Things are coming to a closure here for ithwasa and the new beginnings are starting to sprout.
Skirts and bead work are done. Busy with the arm and headband beadwork. My fingers have blood blisters from the needling and I still suck at it… bit it’s a proud moment admiring my skeef handy work… .Drumming is a special time for me now… something that made me cry a few times and want to go home has become my safe haven for letting go of emotions and turmoil. The need to rush home and get on with life has also left me. Get on with life… jesus MJ… this is your life. Every moment of it… Stop rushing it. Stop fighting it… stop looking ahead and just focus on the now. Breath. Take it all in.
I’ve fallen in love with this way of life. The chickens. The fruit trees. The wind and the sun. The peace. Have an apple in my throat when I think of “home” . They say home is where the heart is.
My heart is currently in this space. And I know I will be crying when I need to leave. Wasn’t ready to come here. and a few times I wanted to give up… now I sit here heart sore about needing to leave.
Life is crazy like that. Gives you what you think you dont want until you find it to hard to live without. Only one thing left for me to do now and that’s wait for graduation. Everyday I find more balance. I recognize my ancestors so easily now …. to be me … just comes more easily. When they make an appearance the relationship is to give and take than just crazy.

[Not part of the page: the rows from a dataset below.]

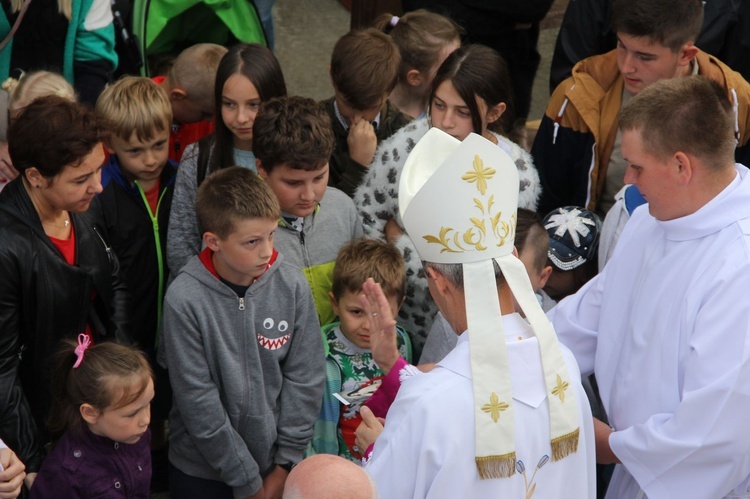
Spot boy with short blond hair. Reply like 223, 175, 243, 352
312, 239, 412, 463
253, 97, 362, 324
154, 43, 227, 163
96, 76, 177, 356
164, 167, 324, 498
323, 28, 411, 196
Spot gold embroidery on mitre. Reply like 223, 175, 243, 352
552, 374, 570, 404
482, 392, 510, 423
461, 154, 497, 196
422, 151, 516, 253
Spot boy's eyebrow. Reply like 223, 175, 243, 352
617, 36, 656, 57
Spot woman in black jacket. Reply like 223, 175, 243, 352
0, 96, 128, 483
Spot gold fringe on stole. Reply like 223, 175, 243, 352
474, 452, 516, 480
550, 428, 581, 461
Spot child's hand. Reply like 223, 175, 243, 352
0, 448, 25, 499
346, 119, 378, 166
354, 405, 385, 455
362, 278, 399, 375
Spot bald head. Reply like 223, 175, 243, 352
283, 454, 378, 499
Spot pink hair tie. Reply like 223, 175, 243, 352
73, 333, 91, 369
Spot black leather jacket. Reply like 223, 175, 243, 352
0, 177, 129, 472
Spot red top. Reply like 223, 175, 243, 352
152, 76, 214, 163
48, 227, 76, 265
47, 226, 96, 338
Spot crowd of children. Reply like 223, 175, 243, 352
0, 0, 750, 498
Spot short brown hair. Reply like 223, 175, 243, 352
331, 28, 401, 110
375, 9, 461, 83
612, 0, 703, 53
47, 340, 154, 438
515, 208, 549, 272
332, 239, 406, 300
96, 76, 172, 142
620, 76, 735, 168
167, 43, 227, 107
253, 97, 335, 172
195, 166, 281, 239
8, 95, 107, 179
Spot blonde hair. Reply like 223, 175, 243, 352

Managed to finally get my store. Products are doing well and clients are coming in. Proud. I did all that by myself. Honestly I’m not a business person.. so from here on out I’m stressing… Negotiations, planning, leading … that part of business is just not me.. I’m the passion the energy the smile. I need logic and reason or all I’ll have is what I have now and I so badly want to be successful in this venture. I’ve just never been the boss .. it’s scary. And makes me uncomfortable. I need someone who can tell me enough is enough. .. I need to submit.
I suppose I’ll grow into it too. Just so many new beginnings all at once… feels like I’m evolving at a rapid speed and I cannot take 5 min to just to breath and take a moment to see where I am at.
I’m tired but happy. scared but energized. I’m definitely going to ly in my bed for a full day and feel extremely sorry for my self when I get back. Then I will get up and push forward some more. .. My life as a sangoma is not something I can hide from. just no going back either way. I’m branded now. At least I’m not crazy anymore. lol.. I guess that’s up for review. I notice I treat disappointment and disrespect better… I still get upset when people waste their potential especially when they have lots..don’t seem to have more patience but letting go seems easier… think about people that effected my life more than ever…I just want them around me. I do swear a lot less. like major.. but they still pop out I just feel bad about it now… never felt bad for swearing. so… growth atleast.
The gifting to my ancestors have been incredible. People giving all sorts of stuff. the more the gifts the more respected I am. It shows my ancestors they deserve. They then in return bless you with good luck . My dreams are more clear and direct. I find value in each of them. The dreaming is a crucial part of living with ancestors. I’m still madly into psychology.. . More so than ever before.
My power is opening up and consultations are impressive… just love seeing thru people. the pain inside their struggles. just don’t feel the excessive need to help them. I’m respected now and you’ll pay for my power. otherwise…each to his own. Love and peace.